A limitação estabelecida pela Emenda Constitucional 20/98 é curiosa, uma vez que, tratando-se de benefício previdenciário e não assistencial, não há razão atuarial para restringir a concessão do benefício ao segurado de baixa renda, chegando alguns doutrinadores a afirmar que a distinção é inconstitucional[3]. Mais adequado, talvez seria impor um teto ao valor do benefício [4]. Cumpre lembrar que, sendo o benefício calculada na mesma forma da pensão por morte, em tese ele poderia ter valor muito superior a R$ 1.025,81, caso o último salário do segurado fosse muito inferior aos salários anteriores, o que é raro na prática.
A renda em questão é a renda do segurado, não de seus dependentes, como ficou determinado pelo Supremo Tribunal Federal nos REs 587365 e 486413. Deve ser mencionada a existência de respeitável posição em contrário[5] uma vez que e a tese adotada pelo STF possibilitaria situações em que dependentes com renda significativa recebessem o benefício enquanto dependentes sem renda nenhuma não recebessem nada pelo fato da renda anterior do segurado ser de R$ 1.200,00, por exemplo. Isso demonstra que a solução adotada não é a mais eficiente para o cumprimento do objetivo de amparar os dependentes do segurado, embora esteja de acordo com a vontade da lei, segundo o entendimento predominante.
Por fim, propõe Hermes Arrais de Alencar, “ de lege ferenda”, a ampliação do benefício para amparar também as famílias de eventuais vítimas do segurado, em caso de homicídio[6]. Tal inovação legislativa, a nosso ver, seria de grande utilidade não só para ajudar os dependentes da vítima, mas também para reduzir a resistência criada em torno da discussão e da própria existência do auxílio-reclusão.
6. Prisão e permanência
Segundo se observa do art. 116 e seguintes do Decreto 3048/99 e seus incisos, o benefício é devido durante a permanência do segurado na prisão, cabendo aos dependentes comprovar que o segurado continua encarcerado. Transcrevemos os dispositivos mais relevantes do decreto:
Art. 116.
[...]
§ 2º O pedido de auxílio-reclusão deve ser instruído com certidão do efetivo recolhimento do segurado à prisão, firmada pela autoridade competente.
[...]
§ 4º A data de início do benefício será fixada na data do efetivo recolhimento do segurado à prisão, se requerido até trinta dias depois desta, ou na data do requerimento, se posterior, observado, no que couber, o disposto no inciso I do art. 105. (Redação dada pelo Decreto nº 4.729, de 2003)
[…]
§ 5º O auxílio-reclusão é devido, apenas, durante o período em que o segurado estiver recolhido à prisão sob regime fechado ou semi-aberto. (Incluído pelo Decreto nº 4.729, de 2003)

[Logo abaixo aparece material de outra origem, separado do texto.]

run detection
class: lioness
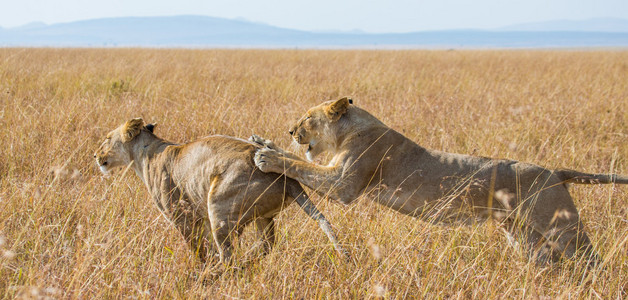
[94,118,345,264]
[252,98,628,262]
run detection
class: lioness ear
[122,118,144,143]
[325,97,353,121]
[146,123,157,133]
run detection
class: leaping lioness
[94,118,345,264]
[252,98,628,263]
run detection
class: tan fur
[254,98,628,261]
[94,119,345,263]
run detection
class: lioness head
[289,97,353,160]
[94,118,155,174]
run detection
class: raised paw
[253,148,283,173]
[249,134,275,149]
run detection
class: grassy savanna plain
[0,49,628,299]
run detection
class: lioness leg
[210,215,237,265]
[255,218,275,253]
[172,213,213,262]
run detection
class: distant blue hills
[0,16,628,48]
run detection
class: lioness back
[167,135,300,217]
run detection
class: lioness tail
[556,169,628,184]
[287,184,350,259]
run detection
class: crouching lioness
[94,119,345,263]
[252,98,628,262]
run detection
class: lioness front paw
[253,148,283,173]
[249,134,275,149]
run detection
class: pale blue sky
[0,0,628,32]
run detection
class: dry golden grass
[0,49,628,299]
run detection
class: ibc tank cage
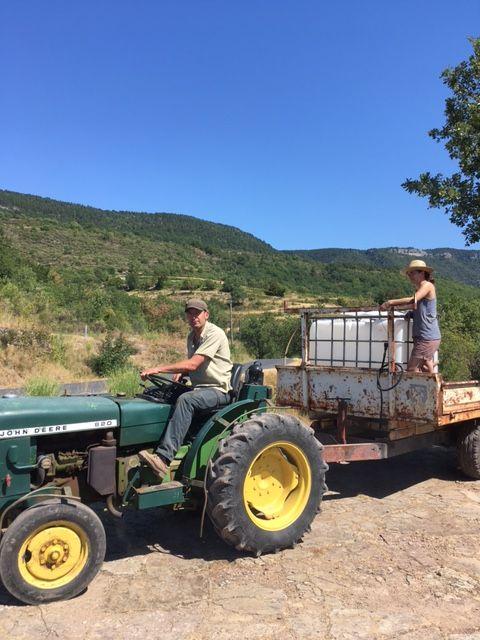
[294,307,413,373]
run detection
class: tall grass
[25,376,60,396]
[107,367,142,398]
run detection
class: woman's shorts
[410,339,440,360]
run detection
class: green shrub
[107,367,141,398]
[265,282,286,298]
[51,334,68,367]
[89,334,136,376]
[25,377,60,396]
[240,313,301,358]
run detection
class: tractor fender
[183,399,267,483]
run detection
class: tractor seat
[195,362,243,418]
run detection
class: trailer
[276,307,480,479]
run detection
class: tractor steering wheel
[145,373,191,391]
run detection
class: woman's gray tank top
[413,298,441,340]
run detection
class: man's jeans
[156,387,230,462]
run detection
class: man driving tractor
[138,298,232,477]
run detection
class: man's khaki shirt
[187,322,232,393]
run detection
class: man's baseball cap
[185,298,208,311]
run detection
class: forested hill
[286,247,480,287]
[0,190,273,252]
[0,190,480,304]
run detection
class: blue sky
[0,0,480,249]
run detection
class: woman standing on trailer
[380,260,441,373]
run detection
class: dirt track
[0,448,480,640]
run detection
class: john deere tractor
[0,365,326,604]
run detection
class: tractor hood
[0,396,120,440]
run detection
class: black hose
[377,342,404,422]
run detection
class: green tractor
[0,365,326,604]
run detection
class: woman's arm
[415,280,435,302]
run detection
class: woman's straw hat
[403,260,433,274]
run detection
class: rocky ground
[0,448,480,640]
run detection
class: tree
[402,38,480,245]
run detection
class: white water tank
[309,311,412,369]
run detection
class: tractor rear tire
[0,502,106,604]
[457,424,480,480]
[206,413,328,556]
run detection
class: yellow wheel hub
[243,442,312,531]
[18,521,89,589]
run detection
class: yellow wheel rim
[18,521,89,589]
[243,442,312,531]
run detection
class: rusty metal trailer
[276,307,480,478]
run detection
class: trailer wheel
[206,413,328,555]
[0,502,106,604]
[457,424,480,480]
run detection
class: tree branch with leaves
[402,38,480,245]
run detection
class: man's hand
[140,367,160,380]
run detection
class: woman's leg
[407,355,423,371]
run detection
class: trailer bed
[276,364,480,440]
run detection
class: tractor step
[135,481,185,509]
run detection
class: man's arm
[140,353,207,380]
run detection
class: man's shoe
[138,449,168,478]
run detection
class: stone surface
[0,448,480,640]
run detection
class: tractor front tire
[0,502,106,604]
[457,423,480,480]
[206,413,328,555]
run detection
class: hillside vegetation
[0,185,480,384]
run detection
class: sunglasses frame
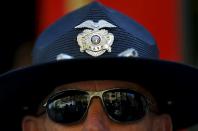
[39,88,158,124]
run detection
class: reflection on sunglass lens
[47,90,89,123]
[103,89,146,122]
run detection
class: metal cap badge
[75,20,116,57]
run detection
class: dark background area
[0,0,36,73]
[0,0,198,73]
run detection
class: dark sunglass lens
[47,90,89,124]
[103,89,146,122]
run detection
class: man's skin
[22,80,172,131]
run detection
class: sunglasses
[40,88,157,124]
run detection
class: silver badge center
[75,20,116,57]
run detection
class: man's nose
[83,98,110,131]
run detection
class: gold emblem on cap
[75,20,116,57]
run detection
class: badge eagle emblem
[75,20,116,57]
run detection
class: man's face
[22,81,172,131]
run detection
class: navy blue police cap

Art. 117. O auxílio-reclusão será mantido enquanto o segurado permanecer detento ou recluso.
[…]
§ 1º O beneficiário deverá apresentar trimestralmente atestado de que o segurado continua detido ou recluso, firmado pela autoridade competente.
§ 2º No caso de fuga, o benefício será suspenso e, se houver recaptura do segurado, será restabelecido a contar da data em que esta ocorrer, desde que esteja ainda mantida a qualidade de segurado.
Não há amparo na redação da Constituição Federal ou da Lei 8.213/91 para a restrição do benefício apenas aos que estão presos em virtude de sentença penal definitiva, razão pela qual a doutrina tende a entender possível a concessão no caso de prisão cautelar, civil ou administrativa[7], mesmo que a redação do art. 116, §5º pudesse indicar o contrário.
O art. 117, §2º, determina a suspensão do benefício em caso de fuga. Presume-se que, não estando mais recolhido à prisão, o segurado possa voltar ao trabalho e sustentar a família, ainda que foragido (ao menos em tese). Por outro lado, não podemos deixar de mencionar que a suspensão, na prática, acabado tendo o efeito principal de desestimular a fuga, independentemente da família do foragido estar amparada ou não.
7. Conclusão
O auxílio-reclusão é um benefício singular, tanto no direito comparado (sendo desconhecido em outros ordenamentos) quanto no próprio direito pátrio, apresentando várias notas distintivas em relação a outros benefícios, o que colabora para o surgimento de controvérsias em torno de sua concessão, muitas das quais ainda não estão plenamente resolvidas. Por meio do presente artigo esperamos ter chamado a atenção para alguns aspectos do benefício que estão a merecer reforma legislativa para melhor cumprimento dos fins a que ele se destina.
NOTAS:
[1] SANTOS, Marisa Ferreira dos. Direito previdenciário esquematizado / Marisa Ferreira dos Santos; coord. Pedro Lenza. – 1. edição – São Paulo : Saraiva, 2011, p. 298-299.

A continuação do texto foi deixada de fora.